Desde Barbate a Doñana, a lo largo de casi 100 kilómetros de costa, se encuentran sumergidos los restos de algunos de los navíos que combatieron en Trafalgar. Más de dos siglos transcurridos, sin necesidad de bruñir su recuerdo, muestra la magnitud histórica de la batalla que diseñó una nueva jerarquía de potencias en el mundo y fraguó héroes para los pueblos y su historia.
Si terrible fue el combate, también lo fue una tempestad enfurecida que lo rubricó con negras lluvias de pavesas, sombras y muerte. Una fuerza indómita, incontrolada, quiso borrar de los mares tanta desolación, tanto dolor.
Enmudeció la altisonancia de los cañones y el gemido de los heridos; quebró la soberbia de los vencedores y humilló la desdicha de los vencidos… Es la fatalidad, como glosó Virgilio, quien impone su orden… y el hombre quien la sufre sin opción, porque los designios rolan ajenos a la dirección de los vientos.

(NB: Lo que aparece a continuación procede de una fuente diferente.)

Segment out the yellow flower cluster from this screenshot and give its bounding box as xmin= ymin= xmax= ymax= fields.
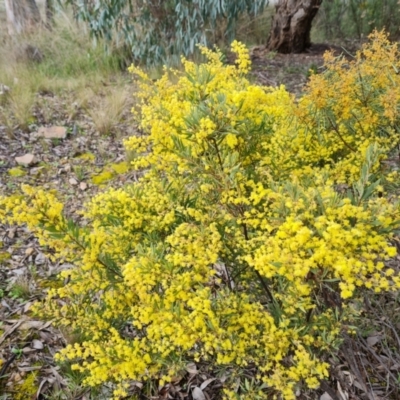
xmin=0 ymin=34 xmax=400 ymax=400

La tempestad hundió navíos y estrelló a otros contra la costa, entre ellos, los españoles NSMC San Francisco de Asís, NSMC Rayo, NSMC Monarca y NSMC Neptuno: uno en la Bahía de Cádiz, otro en la Playa de Castilla en Ayamonte (Huelva), uno en el Puerto de Santa María (Cádiz) y el último, en Arenas Gordas (Huelva).
No fue algo espontáneo que surgiera de la nada. Antes de dar la vela en Cádiz, Churruca comentó los niveles muy bajos del barómetro y su advertencia de vendaval duro:
«[…] No apruebo la salida de la escuadra combinada del puerto, porque está muy avanzada la estación y los barómetros anuncian mal tiempo: no tardaremos en tener vendaval duro, y por mi parte creo que la escuadra combinada haría mejor la guerra a los ingleses fondeada en Cádiz, que presentando una batalla decisiva […]».
Era conocido en Cádiz, desde siempre, que el inicio del otoño, tras un verano muy caluroso, se caracterizaba por borrascas con una brusca bajada de la presión atmosférica, fenómeno conocido como «vendavales». Pertenecen al recuerdo los naufragios de navíos de la Carrera de Indias en este puerto hacía ya mucho tiempo.
Hubiera sido una estrategia adecuada quedarse fondeados a refugio en puerto y encontrar en la naturaleza un inesperado aliado que barriera a la flota inglesa.
No se quiso.
Se buscó en la batalla no una victoria asequible, sino la redención del almirante francés: las exigencias de la conciencia pertenecen al fuero más íntimo y, por ello, veladas al juicio de extraños. ¿Quién puede, si no Dios, conocer lo inescrutable de cada hombre?... Y en todo caso, como reflexionó Séneca: nadie pone freno a sí mismo, cuando empieza a ser empujado a la deriva.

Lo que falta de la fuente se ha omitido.